For Immediate Release:
Dateline: Alexandria, VA
Monday, March 27, 2017

 

I must admit, when my head topic scout Fred flagged the Equal Voices apology for the antipathy toward LGTB (or is it LBTG? Does it matter, if the letters still stand for the same things?) engendered by organized religion, I didn’t expect it to be controversial. As the comments revealed in due course, it was. Looking back deep into Ethics Alarms posts and even into the foggy past of the Ethics Scoreboard, I have tried to clarify the distinction between the moral rejection of homosexuality by those who are faithfully following a religion that still holds to ancient taboos, and those whose attitudes toward gays are rooted in irrational fear, gate and bigotry.
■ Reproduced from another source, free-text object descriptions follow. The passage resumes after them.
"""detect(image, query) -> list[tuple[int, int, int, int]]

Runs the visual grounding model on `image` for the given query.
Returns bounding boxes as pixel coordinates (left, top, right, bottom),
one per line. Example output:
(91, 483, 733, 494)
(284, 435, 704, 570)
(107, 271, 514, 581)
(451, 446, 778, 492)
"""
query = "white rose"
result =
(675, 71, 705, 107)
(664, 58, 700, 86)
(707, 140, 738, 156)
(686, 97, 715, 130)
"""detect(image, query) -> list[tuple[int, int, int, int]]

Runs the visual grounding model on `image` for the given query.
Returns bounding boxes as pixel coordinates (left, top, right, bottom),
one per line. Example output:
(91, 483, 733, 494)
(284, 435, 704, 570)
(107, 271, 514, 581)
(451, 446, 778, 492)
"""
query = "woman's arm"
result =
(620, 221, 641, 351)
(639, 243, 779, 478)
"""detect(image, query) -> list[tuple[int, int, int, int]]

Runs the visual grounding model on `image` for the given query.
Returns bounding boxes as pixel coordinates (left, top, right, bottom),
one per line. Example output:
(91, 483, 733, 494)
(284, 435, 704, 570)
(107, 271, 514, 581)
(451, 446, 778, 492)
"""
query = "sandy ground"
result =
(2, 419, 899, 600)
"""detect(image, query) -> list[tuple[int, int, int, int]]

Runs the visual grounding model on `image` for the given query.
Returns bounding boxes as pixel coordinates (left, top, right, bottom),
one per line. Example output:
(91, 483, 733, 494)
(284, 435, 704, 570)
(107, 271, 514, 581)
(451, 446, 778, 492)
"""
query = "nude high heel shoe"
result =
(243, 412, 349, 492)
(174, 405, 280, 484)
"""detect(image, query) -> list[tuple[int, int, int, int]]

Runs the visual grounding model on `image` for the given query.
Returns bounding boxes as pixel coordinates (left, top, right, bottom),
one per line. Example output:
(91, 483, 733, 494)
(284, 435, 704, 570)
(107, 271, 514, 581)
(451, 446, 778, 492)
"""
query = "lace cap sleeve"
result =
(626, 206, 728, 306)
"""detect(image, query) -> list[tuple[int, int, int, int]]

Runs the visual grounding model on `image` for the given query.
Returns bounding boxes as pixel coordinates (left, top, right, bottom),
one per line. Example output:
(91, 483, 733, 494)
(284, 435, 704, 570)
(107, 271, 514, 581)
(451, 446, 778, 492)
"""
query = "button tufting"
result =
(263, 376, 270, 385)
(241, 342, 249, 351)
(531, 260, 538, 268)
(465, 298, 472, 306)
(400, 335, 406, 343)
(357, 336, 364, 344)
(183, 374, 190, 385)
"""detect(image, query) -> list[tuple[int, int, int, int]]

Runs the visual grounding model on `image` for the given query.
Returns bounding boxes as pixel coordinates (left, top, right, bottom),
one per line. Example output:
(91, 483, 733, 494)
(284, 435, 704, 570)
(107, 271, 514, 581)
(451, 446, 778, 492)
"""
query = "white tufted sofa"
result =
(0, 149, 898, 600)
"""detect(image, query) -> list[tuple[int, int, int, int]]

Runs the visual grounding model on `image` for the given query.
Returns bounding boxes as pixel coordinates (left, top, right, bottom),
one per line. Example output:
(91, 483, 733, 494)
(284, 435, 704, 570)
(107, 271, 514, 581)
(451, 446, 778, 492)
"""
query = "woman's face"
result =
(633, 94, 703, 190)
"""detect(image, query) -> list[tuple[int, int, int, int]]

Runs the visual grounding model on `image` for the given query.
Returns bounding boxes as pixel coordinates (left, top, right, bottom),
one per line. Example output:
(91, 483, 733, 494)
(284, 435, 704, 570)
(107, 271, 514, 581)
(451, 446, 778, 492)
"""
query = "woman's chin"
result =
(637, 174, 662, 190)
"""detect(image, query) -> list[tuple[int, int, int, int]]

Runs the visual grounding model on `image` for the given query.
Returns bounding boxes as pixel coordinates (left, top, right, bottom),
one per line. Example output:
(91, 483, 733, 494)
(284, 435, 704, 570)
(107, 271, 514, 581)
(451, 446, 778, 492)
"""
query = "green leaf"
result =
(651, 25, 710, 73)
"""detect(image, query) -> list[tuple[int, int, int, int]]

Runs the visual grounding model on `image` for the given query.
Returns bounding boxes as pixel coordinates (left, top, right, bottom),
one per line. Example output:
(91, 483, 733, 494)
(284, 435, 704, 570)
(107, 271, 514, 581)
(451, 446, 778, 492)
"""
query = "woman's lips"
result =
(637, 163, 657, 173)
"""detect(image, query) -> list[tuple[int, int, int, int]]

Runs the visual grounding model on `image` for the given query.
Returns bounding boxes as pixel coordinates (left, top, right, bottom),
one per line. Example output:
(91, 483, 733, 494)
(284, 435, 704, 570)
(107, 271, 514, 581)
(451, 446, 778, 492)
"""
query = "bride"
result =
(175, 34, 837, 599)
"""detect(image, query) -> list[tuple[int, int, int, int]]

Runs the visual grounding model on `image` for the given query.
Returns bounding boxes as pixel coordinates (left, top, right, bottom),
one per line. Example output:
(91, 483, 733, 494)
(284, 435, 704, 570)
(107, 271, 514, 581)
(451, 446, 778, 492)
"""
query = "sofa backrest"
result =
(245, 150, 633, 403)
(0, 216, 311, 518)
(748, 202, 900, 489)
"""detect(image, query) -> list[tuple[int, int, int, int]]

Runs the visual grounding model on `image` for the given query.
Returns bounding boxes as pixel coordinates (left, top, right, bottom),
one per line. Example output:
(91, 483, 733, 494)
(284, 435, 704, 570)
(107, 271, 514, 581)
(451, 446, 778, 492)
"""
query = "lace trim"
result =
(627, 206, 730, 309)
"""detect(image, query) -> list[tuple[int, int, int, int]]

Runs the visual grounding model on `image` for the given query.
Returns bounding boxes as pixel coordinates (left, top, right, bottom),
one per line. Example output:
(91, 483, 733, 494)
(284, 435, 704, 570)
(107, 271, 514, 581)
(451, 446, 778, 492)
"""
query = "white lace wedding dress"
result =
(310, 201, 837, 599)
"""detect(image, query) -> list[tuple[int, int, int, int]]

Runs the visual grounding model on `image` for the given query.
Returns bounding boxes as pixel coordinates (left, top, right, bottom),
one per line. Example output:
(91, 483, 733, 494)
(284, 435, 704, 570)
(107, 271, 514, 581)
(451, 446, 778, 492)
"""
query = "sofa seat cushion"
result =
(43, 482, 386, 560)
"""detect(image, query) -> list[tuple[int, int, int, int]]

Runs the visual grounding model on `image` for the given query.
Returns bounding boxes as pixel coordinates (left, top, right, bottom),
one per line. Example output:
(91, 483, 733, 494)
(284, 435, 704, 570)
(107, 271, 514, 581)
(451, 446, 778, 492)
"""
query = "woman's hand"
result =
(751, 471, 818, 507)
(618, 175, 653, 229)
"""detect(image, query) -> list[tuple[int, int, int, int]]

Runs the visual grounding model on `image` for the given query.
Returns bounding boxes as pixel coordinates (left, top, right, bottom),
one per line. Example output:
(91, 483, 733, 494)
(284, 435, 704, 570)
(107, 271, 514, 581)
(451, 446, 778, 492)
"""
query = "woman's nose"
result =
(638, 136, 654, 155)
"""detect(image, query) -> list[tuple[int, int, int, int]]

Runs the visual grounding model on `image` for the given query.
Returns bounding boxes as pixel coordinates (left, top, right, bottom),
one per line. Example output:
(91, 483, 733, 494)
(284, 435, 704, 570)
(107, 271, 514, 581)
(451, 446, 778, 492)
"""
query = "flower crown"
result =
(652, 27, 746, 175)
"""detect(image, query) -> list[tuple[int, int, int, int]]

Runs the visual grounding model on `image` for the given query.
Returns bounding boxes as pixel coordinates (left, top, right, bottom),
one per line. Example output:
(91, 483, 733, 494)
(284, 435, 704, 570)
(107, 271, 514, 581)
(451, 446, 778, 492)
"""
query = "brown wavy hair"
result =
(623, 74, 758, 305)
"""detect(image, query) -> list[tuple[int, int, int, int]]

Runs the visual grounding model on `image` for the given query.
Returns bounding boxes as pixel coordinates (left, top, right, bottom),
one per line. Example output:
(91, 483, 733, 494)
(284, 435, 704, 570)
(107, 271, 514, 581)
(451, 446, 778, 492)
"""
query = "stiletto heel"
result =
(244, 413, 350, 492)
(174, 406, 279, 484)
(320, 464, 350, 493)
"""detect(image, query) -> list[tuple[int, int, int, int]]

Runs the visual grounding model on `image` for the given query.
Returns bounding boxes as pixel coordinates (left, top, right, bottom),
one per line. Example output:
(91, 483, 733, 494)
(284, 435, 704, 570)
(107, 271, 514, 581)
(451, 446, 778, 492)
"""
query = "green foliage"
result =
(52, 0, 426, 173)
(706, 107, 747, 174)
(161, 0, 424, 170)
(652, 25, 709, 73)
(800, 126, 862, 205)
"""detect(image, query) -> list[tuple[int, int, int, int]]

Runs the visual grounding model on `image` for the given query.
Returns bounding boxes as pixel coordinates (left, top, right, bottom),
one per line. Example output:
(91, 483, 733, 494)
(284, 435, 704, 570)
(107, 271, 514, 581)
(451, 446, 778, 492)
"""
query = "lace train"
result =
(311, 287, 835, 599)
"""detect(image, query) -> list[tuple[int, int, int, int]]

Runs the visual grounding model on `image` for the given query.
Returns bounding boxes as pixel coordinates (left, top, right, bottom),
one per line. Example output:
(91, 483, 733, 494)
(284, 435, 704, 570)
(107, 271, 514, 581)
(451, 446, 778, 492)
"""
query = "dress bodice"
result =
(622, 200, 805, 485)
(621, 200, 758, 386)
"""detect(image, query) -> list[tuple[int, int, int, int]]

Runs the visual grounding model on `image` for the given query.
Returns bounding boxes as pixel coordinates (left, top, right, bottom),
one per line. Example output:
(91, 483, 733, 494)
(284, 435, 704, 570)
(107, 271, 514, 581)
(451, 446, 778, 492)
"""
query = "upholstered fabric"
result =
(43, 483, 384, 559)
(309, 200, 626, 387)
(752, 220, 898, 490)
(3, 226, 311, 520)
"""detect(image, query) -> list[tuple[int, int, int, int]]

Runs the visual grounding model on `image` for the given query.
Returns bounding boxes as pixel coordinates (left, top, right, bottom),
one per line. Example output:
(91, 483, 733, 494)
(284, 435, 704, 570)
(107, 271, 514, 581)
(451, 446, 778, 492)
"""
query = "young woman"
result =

Ethically, however, the distinction became hard to jutify. The harm is palpable, and the facts are clear. The religious tended to embrace false facts (no, homosexuals do not indoctrinate heterosexual children; no, same sex marriage does not threaten Western civilization; yes, gays are a likely to be decent, law-abiding, ethical people as anyone else) to avoid doubting their faith; the bigoted and hateful frequently used religion to justify their bigotry.  The Equal Voices apology, I believe, is just one more positive step towards full cultural acceptance of the sad truth that the treatment of gays was a mistake, based in ignorance, and no longer defensible on religious or any other grounds. Ethics evolves when morality does not; that’s what’s good, and unsettling, about ethics. Things we thought were right turn out to be wrong, and vice-versa. There’s no shame in that, unless one denies what is right in front of one’s face.
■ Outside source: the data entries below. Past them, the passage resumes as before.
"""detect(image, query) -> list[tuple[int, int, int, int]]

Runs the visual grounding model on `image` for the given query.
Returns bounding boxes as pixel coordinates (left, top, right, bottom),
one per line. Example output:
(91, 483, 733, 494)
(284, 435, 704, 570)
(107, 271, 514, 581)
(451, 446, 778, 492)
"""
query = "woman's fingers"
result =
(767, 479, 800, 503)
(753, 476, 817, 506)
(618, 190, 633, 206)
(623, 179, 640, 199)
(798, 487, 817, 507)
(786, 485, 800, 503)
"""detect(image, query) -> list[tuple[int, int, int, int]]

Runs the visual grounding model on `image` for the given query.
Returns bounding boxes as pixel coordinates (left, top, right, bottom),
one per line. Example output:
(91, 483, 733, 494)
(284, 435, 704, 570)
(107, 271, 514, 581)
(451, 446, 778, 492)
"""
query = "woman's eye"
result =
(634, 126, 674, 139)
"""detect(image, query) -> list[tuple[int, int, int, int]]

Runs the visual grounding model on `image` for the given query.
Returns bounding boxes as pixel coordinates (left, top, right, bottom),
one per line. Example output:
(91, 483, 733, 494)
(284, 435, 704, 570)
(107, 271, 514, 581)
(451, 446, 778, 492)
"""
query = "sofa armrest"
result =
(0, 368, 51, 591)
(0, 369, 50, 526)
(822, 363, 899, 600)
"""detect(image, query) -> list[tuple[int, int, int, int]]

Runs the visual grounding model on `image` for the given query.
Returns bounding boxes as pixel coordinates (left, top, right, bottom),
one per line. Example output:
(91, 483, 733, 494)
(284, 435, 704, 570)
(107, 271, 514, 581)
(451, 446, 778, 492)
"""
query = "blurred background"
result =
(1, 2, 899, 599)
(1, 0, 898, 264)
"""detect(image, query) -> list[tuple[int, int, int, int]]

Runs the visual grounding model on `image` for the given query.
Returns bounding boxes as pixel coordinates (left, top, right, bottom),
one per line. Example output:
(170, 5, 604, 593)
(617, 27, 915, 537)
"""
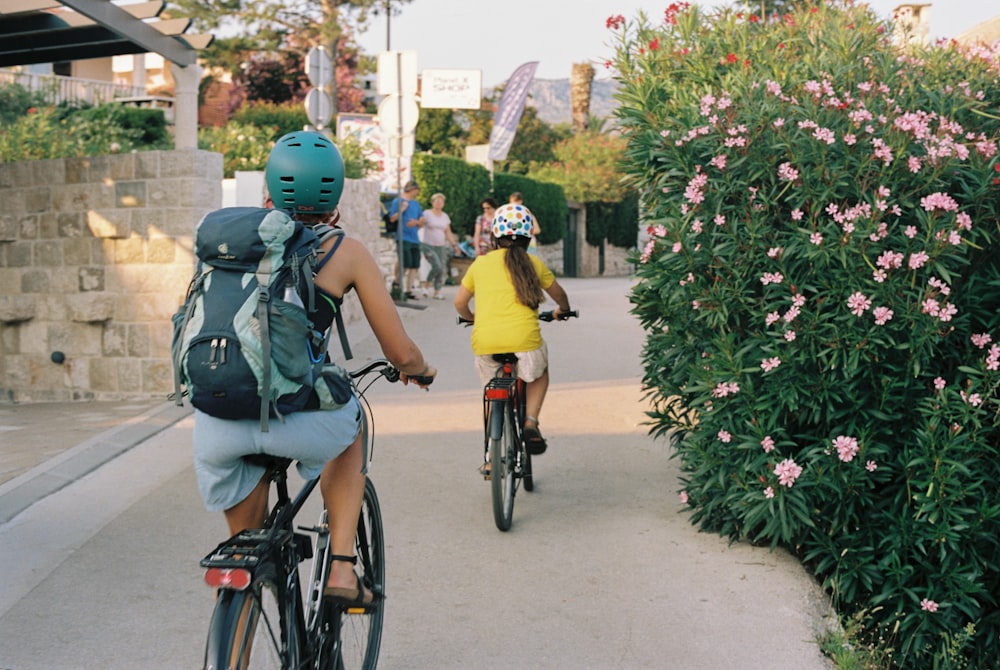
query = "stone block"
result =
(32, 159, 65, 186)
(116, 181, 147, 208)
(53, 183, 115, 212)
(34, 240, 63, 266)
(6, 242, 32, 267)
(131, 207, 166, 235)
(1, 322, 21, 354)
(88, 357, 119, 392)
(63, 238, 93, 266)
(117, 358, 143, 392)
(50, 267, 80, 293)
(18, 214, 38, 239)
(109, 154, 136, 181)
(56, 212, 85, 239)
(78, 266, 105, 292)
(86, 209, 131, 239)
(128, 323, 151, 357)
(102, 323, 128, 356)
(135, 152, 160, 179)
(0, 295, 35, 323)
(64, 355, 90, 390)
(6, 162, 34, 188)
(21, 269, 49, 293)
(16, 321, 46, 354)
(64, 157, 91, 184)
(147, 237, 177, 263)
(24, 187, 52, 214)
(0, 214, 17, 242)
(160, 210, 201, 237)
(34, 294, 66, 321)
(113, 237, 145, 264)
(141, 358, 173, 393)
(67, 293, 114, 322)
(49, 321, 102, 355)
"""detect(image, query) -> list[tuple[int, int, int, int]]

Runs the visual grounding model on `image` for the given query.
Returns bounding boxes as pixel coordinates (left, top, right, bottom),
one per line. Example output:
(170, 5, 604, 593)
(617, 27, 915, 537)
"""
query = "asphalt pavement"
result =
(0, 276, 835, 669)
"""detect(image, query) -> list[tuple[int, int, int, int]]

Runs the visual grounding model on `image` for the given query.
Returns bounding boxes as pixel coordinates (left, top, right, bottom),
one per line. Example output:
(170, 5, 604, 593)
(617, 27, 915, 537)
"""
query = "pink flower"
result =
(961, 391, 982, 407)
(679, 491, 689, 504)
(919, 192, 959, 212)
(764, 486, 775, 499)
(774, 458, 803, 487)
(833, 435, 859, 462)
(920, 599, 939, 613)
(847, 292, 872, 317)
(810, 232, 823, 245)
(710, 154, 727, 170)
(672, 241, 683, 253)
(909, 251, 930, 269)
(873, 306, 894, 325)
(765, 311, 781, 326)
(907, 155, 922, 173)
(760, 357, 782, 372)
(767, 247, 783, 259)
(777, 162, 799, 181)
(934, 377, 947, 390)
(791, 209, 804, 221)
(760, 272, 784, 285)
(718, 430, 732, 443)
(761, 436, 776, 453)
(986, 345, 1000, 371)
(714, 214, 726, 226)
(784, 330, 796, 341)
(971, 333, 992, 348)
(866, 460, 878, 472)
(904, 225, 917, 239)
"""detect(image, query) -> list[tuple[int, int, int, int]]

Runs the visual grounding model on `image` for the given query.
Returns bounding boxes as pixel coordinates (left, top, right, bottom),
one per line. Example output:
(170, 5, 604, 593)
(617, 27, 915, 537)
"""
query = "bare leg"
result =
(321, 432, 369, 595)
(524, 368, 549, 430)
(223, 474, 269, 535)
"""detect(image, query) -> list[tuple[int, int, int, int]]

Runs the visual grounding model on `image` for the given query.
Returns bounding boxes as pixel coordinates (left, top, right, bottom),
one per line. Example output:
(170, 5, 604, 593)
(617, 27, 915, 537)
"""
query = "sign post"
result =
(304, 46, 334, 130)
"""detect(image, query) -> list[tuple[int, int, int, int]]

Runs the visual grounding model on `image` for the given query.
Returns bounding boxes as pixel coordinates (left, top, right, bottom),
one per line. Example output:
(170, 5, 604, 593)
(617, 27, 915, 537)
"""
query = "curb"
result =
(0, 403, 193, 526)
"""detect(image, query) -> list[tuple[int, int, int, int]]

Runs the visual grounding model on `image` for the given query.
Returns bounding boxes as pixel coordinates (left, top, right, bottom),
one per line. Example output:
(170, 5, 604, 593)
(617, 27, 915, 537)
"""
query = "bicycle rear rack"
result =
(201, 527, 313, 570)
(484, 376, 516, 401)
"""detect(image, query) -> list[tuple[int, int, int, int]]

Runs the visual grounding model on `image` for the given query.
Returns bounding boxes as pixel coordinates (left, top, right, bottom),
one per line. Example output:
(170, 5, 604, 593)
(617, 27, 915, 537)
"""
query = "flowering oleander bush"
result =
(609, 2, 1000, 667)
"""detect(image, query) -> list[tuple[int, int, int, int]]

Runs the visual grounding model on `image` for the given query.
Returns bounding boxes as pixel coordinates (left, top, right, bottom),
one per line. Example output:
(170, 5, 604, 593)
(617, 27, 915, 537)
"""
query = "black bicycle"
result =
(200, 359, 408, 670)
(459, 309, 578, 531)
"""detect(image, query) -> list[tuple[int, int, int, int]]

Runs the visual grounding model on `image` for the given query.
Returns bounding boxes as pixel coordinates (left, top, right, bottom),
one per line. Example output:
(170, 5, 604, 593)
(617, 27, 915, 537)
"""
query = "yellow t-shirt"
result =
(461, 249, 555, 355)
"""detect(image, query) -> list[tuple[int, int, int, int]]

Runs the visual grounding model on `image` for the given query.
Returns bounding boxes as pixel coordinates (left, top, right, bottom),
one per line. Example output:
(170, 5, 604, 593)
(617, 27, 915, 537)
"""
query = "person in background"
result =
(454, 203, 572, 474)
(388, 181, 425, 299)
(420, 192, 462, 300)
(508, 192, 542, 255)
(473, 198, 499, 256)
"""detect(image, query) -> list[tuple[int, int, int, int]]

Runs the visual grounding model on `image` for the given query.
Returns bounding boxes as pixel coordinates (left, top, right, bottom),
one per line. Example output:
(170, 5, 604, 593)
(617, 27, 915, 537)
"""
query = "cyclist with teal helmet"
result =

Now comes veteran Ethics Alarms commenter Pennagain with a general commentary sparked by the post, focusing not on LGBT bias but bias against the religious and irreligious.
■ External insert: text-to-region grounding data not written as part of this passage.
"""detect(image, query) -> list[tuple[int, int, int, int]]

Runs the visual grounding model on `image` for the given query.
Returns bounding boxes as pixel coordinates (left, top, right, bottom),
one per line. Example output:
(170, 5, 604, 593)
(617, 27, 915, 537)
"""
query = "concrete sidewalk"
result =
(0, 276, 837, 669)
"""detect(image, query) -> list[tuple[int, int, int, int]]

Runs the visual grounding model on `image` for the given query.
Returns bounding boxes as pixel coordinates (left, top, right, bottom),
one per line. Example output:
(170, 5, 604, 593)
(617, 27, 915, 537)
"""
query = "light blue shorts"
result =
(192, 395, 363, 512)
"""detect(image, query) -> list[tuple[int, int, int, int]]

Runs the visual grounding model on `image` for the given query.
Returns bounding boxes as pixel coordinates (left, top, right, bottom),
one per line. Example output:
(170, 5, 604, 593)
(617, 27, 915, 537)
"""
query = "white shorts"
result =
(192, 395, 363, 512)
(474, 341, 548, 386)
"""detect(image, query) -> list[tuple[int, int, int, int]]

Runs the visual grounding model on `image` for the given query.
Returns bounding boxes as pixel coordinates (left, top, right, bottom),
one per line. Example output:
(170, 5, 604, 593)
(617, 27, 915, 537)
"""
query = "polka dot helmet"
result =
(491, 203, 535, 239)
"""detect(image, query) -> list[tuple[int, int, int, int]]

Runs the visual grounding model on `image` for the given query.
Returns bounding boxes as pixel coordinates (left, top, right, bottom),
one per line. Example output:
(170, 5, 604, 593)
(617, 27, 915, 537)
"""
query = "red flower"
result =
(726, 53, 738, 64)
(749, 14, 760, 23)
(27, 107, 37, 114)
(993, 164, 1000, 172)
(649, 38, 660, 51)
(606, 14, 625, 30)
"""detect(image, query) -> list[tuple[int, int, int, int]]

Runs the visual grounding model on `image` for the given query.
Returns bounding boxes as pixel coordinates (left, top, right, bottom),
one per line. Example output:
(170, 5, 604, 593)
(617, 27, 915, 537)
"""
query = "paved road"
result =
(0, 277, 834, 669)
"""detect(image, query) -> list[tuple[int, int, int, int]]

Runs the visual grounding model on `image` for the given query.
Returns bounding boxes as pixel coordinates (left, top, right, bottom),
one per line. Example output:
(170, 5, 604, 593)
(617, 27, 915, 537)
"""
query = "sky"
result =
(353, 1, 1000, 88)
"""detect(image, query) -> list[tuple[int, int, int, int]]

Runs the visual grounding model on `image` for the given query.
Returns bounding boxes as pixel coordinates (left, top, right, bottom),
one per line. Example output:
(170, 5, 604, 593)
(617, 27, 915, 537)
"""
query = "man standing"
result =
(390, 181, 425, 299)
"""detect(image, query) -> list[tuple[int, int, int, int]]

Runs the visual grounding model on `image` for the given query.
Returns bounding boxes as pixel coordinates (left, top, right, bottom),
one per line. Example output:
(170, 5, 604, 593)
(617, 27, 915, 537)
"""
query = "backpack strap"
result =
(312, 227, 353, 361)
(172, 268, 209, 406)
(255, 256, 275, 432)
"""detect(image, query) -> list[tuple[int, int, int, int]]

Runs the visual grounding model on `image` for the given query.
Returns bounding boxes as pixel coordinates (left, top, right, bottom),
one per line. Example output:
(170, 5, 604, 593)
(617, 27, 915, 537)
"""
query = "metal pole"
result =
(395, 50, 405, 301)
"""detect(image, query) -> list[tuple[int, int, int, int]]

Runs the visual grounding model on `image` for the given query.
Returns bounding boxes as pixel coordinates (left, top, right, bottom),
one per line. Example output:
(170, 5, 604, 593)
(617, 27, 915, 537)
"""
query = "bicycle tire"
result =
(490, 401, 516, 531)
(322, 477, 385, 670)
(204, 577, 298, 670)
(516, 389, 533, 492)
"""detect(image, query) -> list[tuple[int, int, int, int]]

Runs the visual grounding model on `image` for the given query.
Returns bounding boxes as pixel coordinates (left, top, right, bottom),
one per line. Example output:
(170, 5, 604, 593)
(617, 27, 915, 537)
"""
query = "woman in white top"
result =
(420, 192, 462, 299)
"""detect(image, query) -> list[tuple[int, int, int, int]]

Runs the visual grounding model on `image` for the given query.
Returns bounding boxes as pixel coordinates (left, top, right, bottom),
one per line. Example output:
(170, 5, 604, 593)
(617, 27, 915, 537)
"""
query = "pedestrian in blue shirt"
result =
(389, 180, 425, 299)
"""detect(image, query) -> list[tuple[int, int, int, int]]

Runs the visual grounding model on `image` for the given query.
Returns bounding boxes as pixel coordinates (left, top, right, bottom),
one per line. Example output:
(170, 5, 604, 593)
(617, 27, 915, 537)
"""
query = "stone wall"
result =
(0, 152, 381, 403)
Here is his Comment of the Day, on the post, The Equal Voices Apology To LGBT Individuals:

I am addressing this to all interested readers of Ethics Alarms, not just the wonderful Steve-O, who has heard it all before, but it’s been a while since the subject has come up. It is clear that Ethics Alarms has a preponderance of commenters who have (and sometimes vigorously find it necessary to defend or decry) a religion. That everyone has a religion seems to be taken for granted, the way homosexuality was automatically assumed to be completely wrong/bad/sick/whatever not so very long ago, and the conversation went on from there. . .The way being politically conservative is the norm here as well.

But once in a while, I have to respond to this kind of statement:

I remain a member, partly because I loathe atheism and atheists,

I understand the part about your dad, Steve, but the “loathing” of atheism doesn’t make any more sense than your oft expressed loathing of homosexuality and homosexuals. And the loathing of atheists makes even less sense. People cannot believe what they disbelieve (or not be what they are) anymore than they can do the opposite. Nor is a disbelief any more negative than a belief. It am what it am. That is the power of faith reinforced by an individual’s conscious existence and identity. Not to mention your or anyone else’s inability to distinguish an atheist (and most homosexuals, for that matter) from anyone else.

Some people may go to church because it is the thing to do according to family, peers or community, not because of belief. Some people may declare atheism because of the same casual but pressing external reasons. I think the majority of people who feel one way or the other do so not by active choice but by an inherent “knowing” that something (usually called a god or higher power) has a presence — or NOT — in their minds. The intellectual argument is that of the agnostic who doesn’t “believe” in either direction, feeling that we can’t “know” either way. [okay, that’s an oversimplification, but I think that gets it across.]

I am aware that neither of us are going to change our spots so I will respectfully read any response you care to make (I have appreciated and often enjoyed the ones you create when not in your Mr. Hyde mode), but I don’t see any purpose in arguing it on a subjective level, a futile exercise that never ends in enlightenment on either side. I will simply loathe your loathing aloud when I am able to do so.